Снаружи, с улицы Монтера, послышался шум. Под окном столпились прохожие, все смотрели куда-то в сторону Пуэрта-дель-Соль.
– Что происходит? – возбужденно воскликнул Карселес, тут же позабыв о Приме. Карреньо встал и подошел к двери. Кот мирно спал в углу, свернувшись калачиком, – вот уж кого политика не интересовала.
– Какие-то беспорядки, сеньоры! – заявил Карреньо. – Хорошо бы взглянуть поближе!
Приятели вышли на улицу. У Пуэрта-дель-Соль толпились любопытные. Один за другим проезжали экипажи, полицейские советовали прохожим идти другой дорогой. Мимо, испуганно озираясь, прошуршали юбками какие-то дамы. Дон Хайме подошел к полицейскому:
– Что случилось?
Тот пожал плечами; было заметно, что он растерян и плохо понимает происходящее.
– Мне отсюда не видно, сеньор, – отозвался он хмуро, но, заметив, что перед ним приличный господин, коснулся пальцами козырька. – Кажется, арестовано полдюжины генералов... Говорят, их везут в тюрьму Святого Франциска.
Дон Хайме пересказал услышанное приятелям, встретившим новость возгласами недоумения. Агапито Карселес торжествовал:
– Ну вот, сеньоры! Они пошли ва-банк! Но эта безрассудная расправа станет последней каплей!

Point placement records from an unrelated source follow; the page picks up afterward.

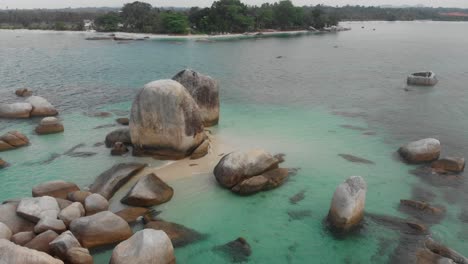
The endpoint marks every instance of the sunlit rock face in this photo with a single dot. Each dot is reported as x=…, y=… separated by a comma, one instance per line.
x=165, y=121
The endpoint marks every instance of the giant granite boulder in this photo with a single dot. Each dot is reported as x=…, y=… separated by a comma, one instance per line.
x=165, y=121
x=205, y=91
x=347, y=206
x=49, y=125
x=238, y=166
x=16, y=223
x=5, y=232
x=34, y=209
x=15, y=110
x=100, y=229
x=150, y=190
x=145, y=246
x=14, y=254
x=424, y=150
x=111, y=180
x=41, y=107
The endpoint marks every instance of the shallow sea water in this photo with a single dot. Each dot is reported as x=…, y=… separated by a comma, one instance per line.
x=299, y=105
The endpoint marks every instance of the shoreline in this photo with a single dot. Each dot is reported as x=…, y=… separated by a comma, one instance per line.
x=127, y=36
x=176, y=170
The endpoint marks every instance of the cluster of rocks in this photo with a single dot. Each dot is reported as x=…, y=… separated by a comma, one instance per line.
x=168, y=118
x=250, y=172
x=33, y=106
x=13, y=140
x=60, y=222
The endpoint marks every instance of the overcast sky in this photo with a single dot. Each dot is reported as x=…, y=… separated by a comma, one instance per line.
x=12, y=4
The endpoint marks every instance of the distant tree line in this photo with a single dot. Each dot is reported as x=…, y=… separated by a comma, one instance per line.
x=224, y=16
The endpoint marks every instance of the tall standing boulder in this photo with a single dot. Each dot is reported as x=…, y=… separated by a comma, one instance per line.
x=347, y=206
x=5, y=232
x=16, y=110
x=100, y=229
x=150, y=190
x=238, y=166
x=145, y=246
x=165, y=121
x=16, y=223
x=57, y=189
x=424, y=150
x=41, y=107
x=14, y=254
x=205, y=92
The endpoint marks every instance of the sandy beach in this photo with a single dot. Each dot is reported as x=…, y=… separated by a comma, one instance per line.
x=176, y=170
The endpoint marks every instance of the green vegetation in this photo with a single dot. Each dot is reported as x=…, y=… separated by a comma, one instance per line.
x=224, y=16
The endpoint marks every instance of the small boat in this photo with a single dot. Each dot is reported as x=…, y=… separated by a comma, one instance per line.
x=422, y=78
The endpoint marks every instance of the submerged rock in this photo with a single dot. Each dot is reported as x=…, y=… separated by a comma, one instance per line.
x=12, y=140
x=422, y=211
x=237, y=250
x=297, y=197
x=100, y=229
x=131, y=214
x=267, y=181
x=57, y=189
x=16, y=223
x=95, y=203
x=445, y=251
x=239, y=166
x=41, y=107
x=179, y=234
x=5, y=232
x=123, y=121
x=145, y=246
x=424, y=150
x=119, y=135
x=49, y=125
x=201, y=151
x=15, y=110
x=449, y=164
x=111, y=180
x=34, y=209
x=355, y=159
x=14, y=254
x=150, y=190
x=23, y=92
x=347, y=206
x=3, y=164
x=119, y=149
x=205, y=91
x=78, y=196
x=165, y=121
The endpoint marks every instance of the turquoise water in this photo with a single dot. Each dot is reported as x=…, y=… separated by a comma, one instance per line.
x=295, y=105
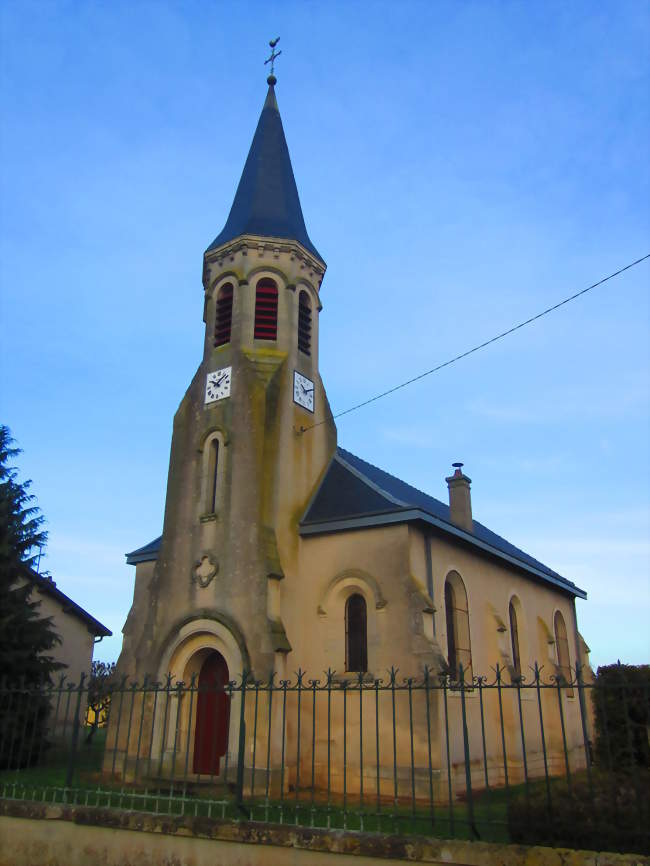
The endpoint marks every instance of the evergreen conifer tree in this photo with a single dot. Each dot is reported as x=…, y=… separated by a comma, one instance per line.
x=26, y=638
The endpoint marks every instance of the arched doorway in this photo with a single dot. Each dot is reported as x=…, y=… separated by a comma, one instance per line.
x=212, y=715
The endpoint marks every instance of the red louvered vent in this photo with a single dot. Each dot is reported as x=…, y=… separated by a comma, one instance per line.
x=304, y=323
x=223, y=318
x=266, y=311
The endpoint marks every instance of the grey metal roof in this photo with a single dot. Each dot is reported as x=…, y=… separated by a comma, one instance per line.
x=145, y=554
x=355, y=494
x=266, y=202
x=47, y=586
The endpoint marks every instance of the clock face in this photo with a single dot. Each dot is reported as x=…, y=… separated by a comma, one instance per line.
x=303, y=391
x=217, y=385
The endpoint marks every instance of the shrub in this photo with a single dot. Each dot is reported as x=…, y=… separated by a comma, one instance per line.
x=613, y=815
x=622, y=716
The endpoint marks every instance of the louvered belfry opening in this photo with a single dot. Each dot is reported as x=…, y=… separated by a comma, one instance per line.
x=304, y=323
x=266, y=310
x=223, y=317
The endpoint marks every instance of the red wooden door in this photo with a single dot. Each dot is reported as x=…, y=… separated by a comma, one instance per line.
x=212, y=715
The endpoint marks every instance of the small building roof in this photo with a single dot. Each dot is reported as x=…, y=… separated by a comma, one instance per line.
x=355, y=494
x=47, y=586
x=266, y=202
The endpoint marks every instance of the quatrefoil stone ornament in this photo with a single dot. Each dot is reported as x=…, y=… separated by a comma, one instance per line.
x=205, y=570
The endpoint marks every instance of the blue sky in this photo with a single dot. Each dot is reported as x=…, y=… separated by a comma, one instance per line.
x=461, y=166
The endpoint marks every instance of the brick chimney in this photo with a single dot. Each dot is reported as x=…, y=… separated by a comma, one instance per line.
x=460, y=499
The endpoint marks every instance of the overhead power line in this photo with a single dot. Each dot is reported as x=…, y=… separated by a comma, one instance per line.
x=480, y=345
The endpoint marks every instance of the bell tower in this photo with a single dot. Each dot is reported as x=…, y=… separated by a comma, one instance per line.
x=242, y=468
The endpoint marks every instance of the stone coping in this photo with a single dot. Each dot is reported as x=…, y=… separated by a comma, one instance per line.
x=411, y=849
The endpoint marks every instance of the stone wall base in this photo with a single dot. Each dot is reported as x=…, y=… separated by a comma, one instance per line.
x=36, y=834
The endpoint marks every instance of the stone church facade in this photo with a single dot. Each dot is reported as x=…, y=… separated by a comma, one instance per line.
x=281, y=550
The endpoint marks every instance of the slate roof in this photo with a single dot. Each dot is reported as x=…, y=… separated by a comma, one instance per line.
x=266, y=202
x=356, y=494
x=48, y=587
x=146, y=553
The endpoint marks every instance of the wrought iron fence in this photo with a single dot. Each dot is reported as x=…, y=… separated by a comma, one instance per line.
x=501, y=758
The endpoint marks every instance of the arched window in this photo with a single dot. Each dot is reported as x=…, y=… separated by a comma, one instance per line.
x=562, y=648
x=223, y=316
x=304, y=323
x=266, y=310
x=457, y=617
x=356, y=634
x=213, y=476
x=514, y=639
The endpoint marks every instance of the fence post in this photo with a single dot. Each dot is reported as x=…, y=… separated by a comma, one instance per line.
x=242, y=744
x=75, y=734
x=468, y=769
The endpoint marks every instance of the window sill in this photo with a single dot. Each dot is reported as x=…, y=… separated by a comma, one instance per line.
x=209, y=517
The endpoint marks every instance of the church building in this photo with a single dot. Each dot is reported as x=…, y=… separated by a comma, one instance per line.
x=280, y=549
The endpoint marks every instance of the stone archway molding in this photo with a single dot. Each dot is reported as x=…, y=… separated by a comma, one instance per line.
x=352, y=578
x=208, y=630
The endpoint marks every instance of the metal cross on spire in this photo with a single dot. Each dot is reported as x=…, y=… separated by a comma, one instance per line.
x=274, y=54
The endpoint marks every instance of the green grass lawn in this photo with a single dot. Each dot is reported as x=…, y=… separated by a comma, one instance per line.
x=47, y=782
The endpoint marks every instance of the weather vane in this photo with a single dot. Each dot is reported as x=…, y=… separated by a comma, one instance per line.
x=274, y=54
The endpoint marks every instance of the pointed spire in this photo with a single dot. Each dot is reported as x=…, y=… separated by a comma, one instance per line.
x=266, y=202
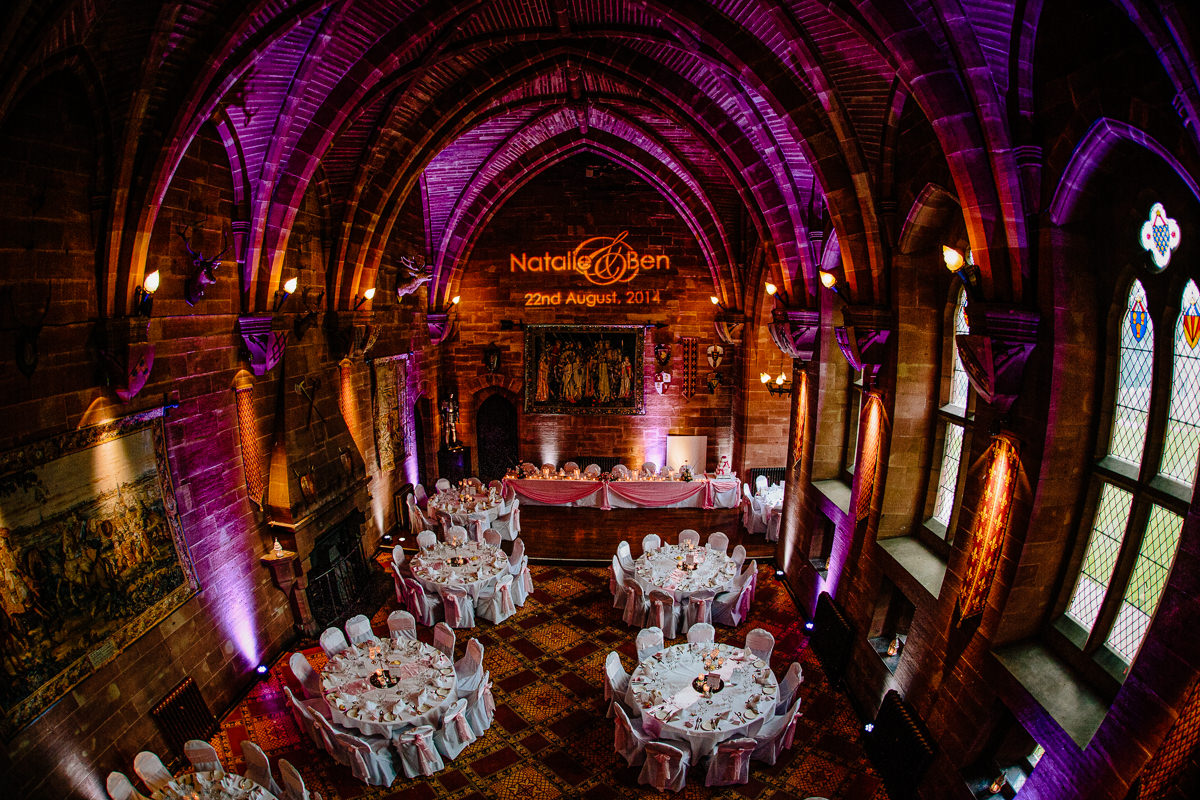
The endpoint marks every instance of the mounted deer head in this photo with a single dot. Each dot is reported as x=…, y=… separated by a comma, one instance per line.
x=203, y=269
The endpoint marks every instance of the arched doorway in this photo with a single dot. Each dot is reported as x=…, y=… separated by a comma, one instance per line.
x=496, y=435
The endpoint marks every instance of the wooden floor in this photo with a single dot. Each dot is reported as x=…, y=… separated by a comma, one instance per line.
x=563, y=534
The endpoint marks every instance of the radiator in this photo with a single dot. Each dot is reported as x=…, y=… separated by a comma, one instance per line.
x=184, y=715
x=832, y=638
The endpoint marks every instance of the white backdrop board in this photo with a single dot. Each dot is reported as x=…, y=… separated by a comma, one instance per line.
x=691, y=449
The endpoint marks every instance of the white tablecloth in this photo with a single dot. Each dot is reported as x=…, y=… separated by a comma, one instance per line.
x=211, y=786
x=661, y=690
x=660, y=569
x=420, y=697
x=485, y=565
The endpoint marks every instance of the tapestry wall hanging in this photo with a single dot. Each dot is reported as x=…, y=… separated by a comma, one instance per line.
x=585, y=370
x=91, y=557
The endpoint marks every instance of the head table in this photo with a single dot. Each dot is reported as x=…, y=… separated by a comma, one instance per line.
x=211, y=786
x=385, y=685
x=664, y=690
x=705, y=492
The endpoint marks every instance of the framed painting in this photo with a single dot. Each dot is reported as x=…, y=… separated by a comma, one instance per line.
x=91, y=557
x=585, y=370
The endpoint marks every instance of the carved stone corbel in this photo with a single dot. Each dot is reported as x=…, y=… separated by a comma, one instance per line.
x=863, y=338
x=795, y=332
x=126, y=355
x=995, y=352
x=264, y=347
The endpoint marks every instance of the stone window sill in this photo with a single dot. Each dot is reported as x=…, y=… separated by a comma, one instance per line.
x=1078, y=710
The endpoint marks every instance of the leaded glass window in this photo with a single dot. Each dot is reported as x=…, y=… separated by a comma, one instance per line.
x=1182, y=439
x=1101, y=558
x=1137, y=362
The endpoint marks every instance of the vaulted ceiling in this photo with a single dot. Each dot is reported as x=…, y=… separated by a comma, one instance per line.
x=750, y=116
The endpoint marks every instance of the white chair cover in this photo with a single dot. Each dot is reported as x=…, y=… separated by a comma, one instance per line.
x=508, y=523
x=293, y=785
x=258, y=767
x=119, y=787
x=426, y=608
x=635, y=605
x=358, y=629
x=455, y=733
x=419, y=752
x=333, y=641
x=738, y=555
x=777, y=734
x=481, y=707
x=629, y=739
x=616, y=680
x=700, y=608
x=665, y=767
x=617, y=581
x=761, y=643
x=401, y=625
x=202, y=756
x=663, y=612
x=625, y=557
x=469, y=669
x=444, y=639
x=701, y=632
x=498, y=606
x=304, y=673
x=731, y=762
x=649, y=641
x=522, y=585
x=790, y=686
x=151, y=771
x=369, y=761
x=457, y=606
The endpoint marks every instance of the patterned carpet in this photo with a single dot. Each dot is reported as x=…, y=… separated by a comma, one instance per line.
x=551, y=738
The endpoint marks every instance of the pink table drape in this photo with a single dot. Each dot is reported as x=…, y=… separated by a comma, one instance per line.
x=556, y=492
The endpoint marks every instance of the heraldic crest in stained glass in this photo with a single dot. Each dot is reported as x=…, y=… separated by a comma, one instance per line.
x=1139, y=320
x=1192, y=325
x=1159, y=235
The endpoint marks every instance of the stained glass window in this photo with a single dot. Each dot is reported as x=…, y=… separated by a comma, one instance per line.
x=1182, y=440
x=948, y=479
x=959, y=384
x=1145, y=587
x=1101, y=558
x=1134, y=376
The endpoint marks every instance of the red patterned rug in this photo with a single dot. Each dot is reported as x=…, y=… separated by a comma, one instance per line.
x=551, y=738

***Держа рапиру в вытянутой руке, прекрасная и загадочная Адела де Отеро стояла перед доном Хайме во всем своем великолепии. Ее внимание было приковано к движениям учителя.
– Ничего сложного здесь нет. Пожалуйста, донья Адела, смотрите внимательно. – Дон Хайме поднял рапиру и не спеша скрестил ее с клинком ученицы. Его движение было деликатным, словно нежная ласка. – Укол за двести эскудо начинается с так называемого «открытого положения»: ложная атака, открытый укол в четвертый сектор, заставляющий противника парировать из нужной нам позиции... Так, верно... Отвечайте мне в четвертый сектор. Отлично. Я останавливаюсь, парируя третьей защитой, видите?.. Защита, укол, я открыт, на этот раз защищаетесь вы... Очень хорошо. Как видите, пока все очень просто.